Above even Larvotto sits the Carré d'Or, Monte-Carlo's golden square, where best-in-class product trades between €70,000 and €90,000 per square metre and exceptional branded residences reach beyond €100,000. Monte-Carlo led the Principality's district growth in 2025 at +4.8 percent, and its resale volume crossed €1 billion in a single year for the first time. The Carré d'Or trades almost entirely off-market; a handful of towers set the number, and the number is still climbing.

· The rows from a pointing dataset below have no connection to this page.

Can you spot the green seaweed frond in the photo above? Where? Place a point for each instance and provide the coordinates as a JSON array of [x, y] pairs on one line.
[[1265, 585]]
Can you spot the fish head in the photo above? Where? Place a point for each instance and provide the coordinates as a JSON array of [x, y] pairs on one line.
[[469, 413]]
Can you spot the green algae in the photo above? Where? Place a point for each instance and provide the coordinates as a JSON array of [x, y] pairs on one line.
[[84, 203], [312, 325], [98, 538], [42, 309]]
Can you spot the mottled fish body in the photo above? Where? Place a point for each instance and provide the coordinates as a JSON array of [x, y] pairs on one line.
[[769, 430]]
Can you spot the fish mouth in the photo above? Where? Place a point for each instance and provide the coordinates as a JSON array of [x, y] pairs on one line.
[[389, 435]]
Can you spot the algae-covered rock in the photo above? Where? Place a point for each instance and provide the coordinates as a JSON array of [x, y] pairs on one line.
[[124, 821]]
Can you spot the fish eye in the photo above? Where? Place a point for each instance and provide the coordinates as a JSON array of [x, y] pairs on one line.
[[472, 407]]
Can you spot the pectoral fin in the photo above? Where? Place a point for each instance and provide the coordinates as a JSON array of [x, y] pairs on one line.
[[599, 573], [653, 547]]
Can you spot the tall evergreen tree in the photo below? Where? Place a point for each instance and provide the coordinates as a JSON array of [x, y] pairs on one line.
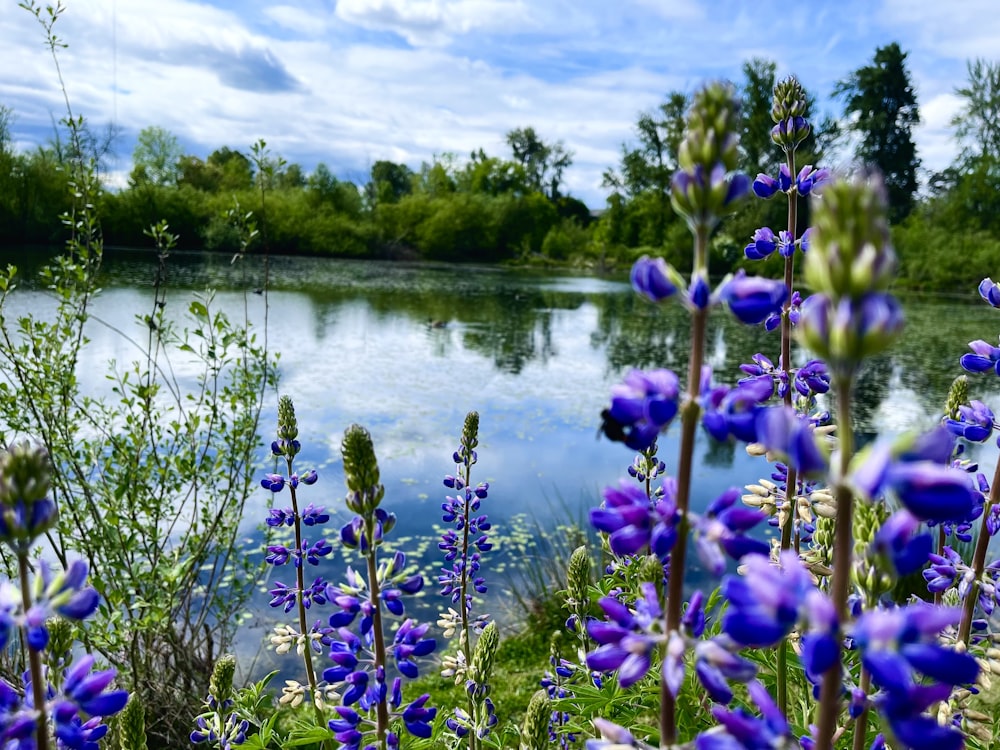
[[881, 106]]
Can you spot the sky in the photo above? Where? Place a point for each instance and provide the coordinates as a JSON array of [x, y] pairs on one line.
[[351, 82]]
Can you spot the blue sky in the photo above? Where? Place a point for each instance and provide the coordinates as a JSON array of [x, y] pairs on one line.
[[349, 82]]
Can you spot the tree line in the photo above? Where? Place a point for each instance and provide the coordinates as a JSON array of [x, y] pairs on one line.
[[491, 208]]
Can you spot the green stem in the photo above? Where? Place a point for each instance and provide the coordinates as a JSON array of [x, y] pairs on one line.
[[34, 660], [861, 725], [842, 552], [466, 645], [791, 483], [689, 424], [382, 711], [300, 600], [979, 561]]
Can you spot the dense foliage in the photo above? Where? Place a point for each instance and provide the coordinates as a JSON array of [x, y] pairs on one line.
[[513, 207]]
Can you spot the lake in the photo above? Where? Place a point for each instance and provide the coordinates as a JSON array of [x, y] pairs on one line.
[[407, 350]]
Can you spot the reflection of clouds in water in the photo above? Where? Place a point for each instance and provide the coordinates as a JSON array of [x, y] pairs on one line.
[[534, 354]]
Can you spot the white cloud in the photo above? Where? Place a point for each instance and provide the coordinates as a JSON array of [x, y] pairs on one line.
[[433, 22], [339, 85]]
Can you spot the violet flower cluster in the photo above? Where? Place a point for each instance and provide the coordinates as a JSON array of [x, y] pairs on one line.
[[65, 703], [463, 547], [359, 644], [862, 651]]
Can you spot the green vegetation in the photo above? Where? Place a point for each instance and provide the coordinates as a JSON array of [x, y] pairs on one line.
[[513, 207]]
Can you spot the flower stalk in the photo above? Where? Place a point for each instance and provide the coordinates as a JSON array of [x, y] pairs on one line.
[[979, 562]]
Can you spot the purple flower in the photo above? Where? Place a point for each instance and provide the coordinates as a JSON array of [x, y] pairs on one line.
[[844, 332], [762, 244], [626, 641], [812, 378], [716, 663], [898, 543], [808, 179], [782, 430], [765, 602], [641, 407], [990, 292], [733, 411], [765, 186], [974, 423], [721, 530], [739, 729], [904, 709], [983, 358], [753, 298], [896, 644], [650, 277], [634, 524]]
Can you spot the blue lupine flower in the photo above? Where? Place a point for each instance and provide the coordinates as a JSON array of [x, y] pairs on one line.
[[765, 186], [990, 291], [732, 411], [808, 179], [409, 642], [773, 321], [898, 543], [721, 530], [974, 423], [650, 277], [633, 524], [716, 663], [417, 717], [765, 602], [983, 358], [627, 640], [753, 298], [641, 407], [913, 471], [782, 430], [903, 709], [764, 243], [739, 729], [896, 644], [87, 691], [812, 378]]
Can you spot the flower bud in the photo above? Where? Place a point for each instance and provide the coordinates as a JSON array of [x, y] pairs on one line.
[[221, 683], [845, 333], [484, 656], [26, 511], [578, 577], [361, 471], [790, 100], [707, 186], [470, 437], [535, 732], [849, 251], [789, 133], [288, 428], [958, 395]]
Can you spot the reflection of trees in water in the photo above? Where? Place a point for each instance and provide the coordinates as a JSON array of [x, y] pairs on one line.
[[507, 317], [636, 333], [871, 387]]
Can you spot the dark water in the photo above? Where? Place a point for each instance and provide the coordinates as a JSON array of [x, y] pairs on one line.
[[407, 350]]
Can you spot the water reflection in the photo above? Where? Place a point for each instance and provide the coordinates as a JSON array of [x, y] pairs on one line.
[[534, 352]]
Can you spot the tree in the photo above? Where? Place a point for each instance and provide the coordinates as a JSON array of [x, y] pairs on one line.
[[646, 170], [977, 125], [760, 153], [235, 170], [156, 158], [389, 182], [543, 163], [881, 104]]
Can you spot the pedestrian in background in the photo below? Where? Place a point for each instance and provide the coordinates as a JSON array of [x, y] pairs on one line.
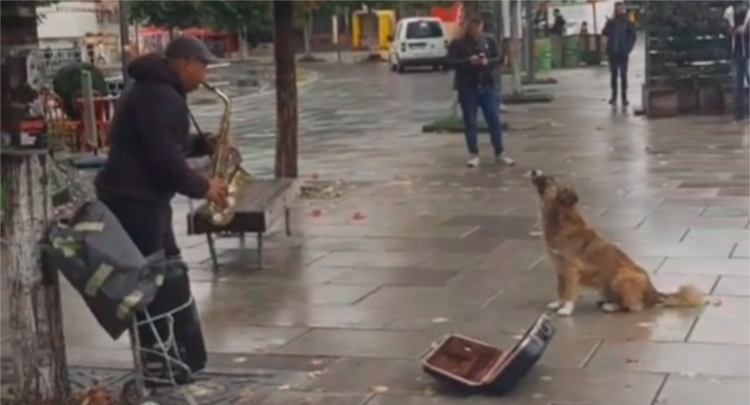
[[621, 37], [736, 17], [475, 56]]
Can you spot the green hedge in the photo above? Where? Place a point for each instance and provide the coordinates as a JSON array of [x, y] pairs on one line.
[[67, 85]]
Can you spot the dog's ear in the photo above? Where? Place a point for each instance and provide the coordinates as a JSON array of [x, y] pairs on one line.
[[568, 197]]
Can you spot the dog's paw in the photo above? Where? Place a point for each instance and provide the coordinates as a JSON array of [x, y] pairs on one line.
[[555, 305], [566, 309], [609, 307]]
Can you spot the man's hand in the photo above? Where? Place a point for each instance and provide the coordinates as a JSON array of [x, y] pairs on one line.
[[212, 141], [217, 191]]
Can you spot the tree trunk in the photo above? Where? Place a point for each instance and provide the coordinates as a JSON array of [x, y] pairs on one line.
[[242, 41], [307, 34], [515, 46], [530, 43], [37, 338], [35, 310], [286, 89], [372, 34]]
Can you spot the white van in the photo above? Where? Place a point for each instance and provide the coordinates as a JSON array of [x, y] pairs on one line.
[[418, 41]]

This is where Monaco's ceiling lives.
Not everything in Monaco rose. La Condamine, the port district and the Principality's most liquid entry point, edged down 0.7 percent to €52,104 — a reminder that even here the tide is selective, favouring new-build trophy stock over older inventory. And the figure that underwrote the year was the average resale price: €7.6 million in 2025, up €1.6 million in twelve months, with the median now at €4.0 million — the level below which, increasingly, Monaco simply does not trade.
Cross the border west and the coast changes character entirely. Saint-Jean-Cap-Ferrat — routinely called the most expensive address after Monaco — sees prime waterfront villas trade around €42,000 per square metre, with trophy frontage running higher, while the Gulf of Saint-Tropez pushes past €45,000 for the rarest Pampelonne-facing estates. But these are the exceptions. Cap d'Antibes prime sits nearer €30,000, Cap-Martin €28,000, and the quieter satellites — Beaulieu, Villefranche, Èze — fall between €18,000 and €24,000. For the land, gardens and privacy the Principality structurally cannot offer, the French caps remain a fraction of its price per metre.
The clearest way to read the whole coast is the million-euro test. That budget buys roughly eleven square metres in the Carré d'Or and about one hundred and eleven in the inland village of Saint-Paul-de-Vence — a tenfold difference along a single shoreline. For buyers in 2026 the question is no longer 'Monaco or the Riviera' but which trade-off: jurisdiction, security and scarcity at the very top, or land and value a short drive west. On current momentum, Monaco's core and the ultra-prime caps carry the pricing power into the year ahead.
Methodology. Monaco figures are IMSEE's official 2025 price per square metre by district (Real Estate Observatory, published February 2026); the $1M-buys-16m² and world ranking are from the Knight Frank Wealth Report 2026. French Riviera figures are indicative prime benchmarks — best-in-class, sea-view or waterfront stock — compiled by MonacoTop from 2025–26 agency comparables (Sotheby's International Realty, Knight Frank, LuxuryEstate, MeilleursAgents). Year-on-year movement is 2025 versus 2024. This maps the market; it is not a valuation. For a specific address, the only number that matters is the one an appraisal returns.